Ceci n'est pas une fiction. J'habite ici et sur la même terre que toi un lieu que tu ne connais pas. Ceci n'est pas un conte. J'ai des pouvoirs impossibles, et en particulier celui de disparaître, sans accessoire, aux regards. C'est une solitude banale et un silence impossible à entendre pour qui ne le vit pas. Ceci n'est pas une faute de frappe.
Or, tu ne me vois pas. Argent non plus, qui me permettrait de disparaître tout à fait de ce monde-là, de le nier, de l'oublier. Argent non plus qui faute de faire le bonheur pourrait noyer le poisson pas frais. Pas vrai ? J'ai marché sur ce boulevard, ça c'est vrai, et j'ai levé les yeux. Là-bas, il n'y a pas de ciel. Il n'y a que des étages, c'est étrange.
Des anges, parfois, aux étages, qui restent sur leur quant à soi. Je ne suis pas assez pure pour les anges, ma foi. Il n'y a pas d'autre explication, ou c'est la lumière qui me brûle les yeux. On parle souvent du sexe des anges, on prétend qu'ils n'en ont pas, c'est à voir. On ne parle jamais de leur couleur. Sous le blanc, ils sont noirs, parfois.
Je suis une magicienne, je retourne n'importe quoi en endroit sur revers, et la rose que tu caches palpite à ta boutonnière, que nul ne voit. Il faut fermer les yeux, pour y voir, bien écouter. Il faut savoir s'arrêter, quand il y a du monde je n'ose pas. Je me cache. Je me suis plantée sur le trottoir et j'ai attendu, j'ai attendu qu'îles descendent.
Il aurait suffit, que vous descendiez, il aurait suffi et le nez de Cléopâtre aurait été changé, la face du monde pourrait sourire, il suffirait d'un pas de côté. Mais pas de miracle, mes pouvoirs souvent se retournent contre moi, je suis invisible et personne ne me croit.
Je souris à mes anges, vous vous en contentez, les mésanges aiment le beurre sans compter. Les âmes en automne, dérisoires, et qui voudraient encore fleurir, les âmes tristes aussi sourient.
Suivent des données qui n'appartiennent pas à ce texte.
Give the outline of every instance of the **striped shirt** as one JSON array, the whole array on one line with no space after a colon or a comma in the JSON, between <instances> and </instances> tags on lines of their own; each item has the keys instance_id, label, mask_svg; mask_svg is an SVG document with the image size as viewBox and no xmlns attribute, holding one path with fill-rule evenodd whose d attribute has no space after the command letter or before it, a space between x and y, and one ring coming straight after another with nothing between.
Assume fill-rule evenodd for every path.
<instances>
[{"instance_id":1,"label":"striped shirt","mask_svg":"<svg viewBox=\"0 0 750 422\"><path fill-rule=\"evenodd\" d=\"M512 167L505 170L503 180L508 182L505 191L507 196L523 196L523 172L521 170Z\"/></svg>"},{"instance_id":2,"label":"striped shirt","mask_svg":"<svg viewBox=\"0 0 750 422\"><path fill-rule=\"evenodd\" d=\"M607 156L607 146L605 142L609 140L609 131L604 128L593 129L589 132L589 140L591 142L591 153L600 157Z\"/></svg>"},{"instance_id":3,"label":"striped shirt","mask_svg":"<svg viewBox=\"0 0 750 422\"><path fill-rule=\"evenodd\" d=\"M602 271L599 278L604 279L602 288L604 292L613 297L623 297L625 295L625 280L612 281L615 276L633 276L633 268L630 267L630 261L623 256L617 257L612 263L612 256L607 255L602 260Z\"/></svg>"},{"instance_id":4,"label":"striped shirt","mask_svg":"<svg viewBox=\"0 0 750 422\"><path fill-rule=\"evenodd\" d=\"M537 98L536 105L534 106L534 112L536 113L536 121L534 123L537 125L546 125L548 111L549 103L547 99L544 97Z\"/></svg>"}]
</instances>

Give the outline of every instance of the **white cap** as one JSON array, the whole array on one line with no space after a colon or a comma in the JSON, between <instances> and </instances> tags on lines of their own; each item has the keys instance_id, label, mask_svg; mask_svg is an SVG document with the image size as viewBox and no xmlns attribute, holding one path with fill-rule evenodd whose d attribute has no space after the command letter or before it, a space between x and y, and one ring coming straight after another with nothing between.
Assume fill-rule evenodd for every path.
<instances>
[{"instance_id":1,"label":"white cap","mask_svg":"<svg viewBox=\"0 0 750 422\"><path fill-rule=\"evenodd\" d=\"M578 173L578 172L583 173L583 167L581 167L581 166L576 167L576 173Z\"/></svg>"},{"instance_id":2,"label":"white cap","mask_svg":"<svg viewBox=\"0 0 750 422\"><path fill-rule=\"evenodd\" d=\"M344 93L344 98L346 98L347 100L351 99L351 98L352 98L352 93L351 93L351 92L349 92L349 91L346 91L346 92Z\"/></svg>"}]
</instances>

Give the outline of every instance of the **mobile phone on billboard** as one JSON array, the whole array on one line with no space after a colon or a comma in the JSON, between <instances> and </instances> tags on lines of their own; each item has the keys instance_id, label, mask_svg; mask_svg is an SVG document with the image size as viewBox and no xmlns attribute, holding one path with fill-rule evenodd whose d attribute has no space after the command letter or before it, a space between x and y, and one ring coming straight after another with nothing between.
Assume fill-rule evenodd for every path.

Aux anges, et on croit qu'elles sont folles, et pour une fois je préfèrerais n'être pas vue. Je me retrouve prise la main dans le sac et le cœur au lac, les bateaux, les chutes, décrocher l'estomac.
Restent les ailes et fuir à dos d'hirondelle. Le plomb vole et tombent les cœurs, à l'eau et à l'aube des moulins. Au petit matin faire vœu en silence, ne plus rien dire, ne plus bouger. Tous les mots sont interdits, tu comprends, c'est pas du jeu. Tu sais très bien pourquoi je me tais, et l'eau de mes yeux noie les poisons. Je n'ai pas le droit.
Le piège a refermé ses mâchoires, on ne sait pas encore sur quoi, la meule broie, le bon grain ou l'ivraie.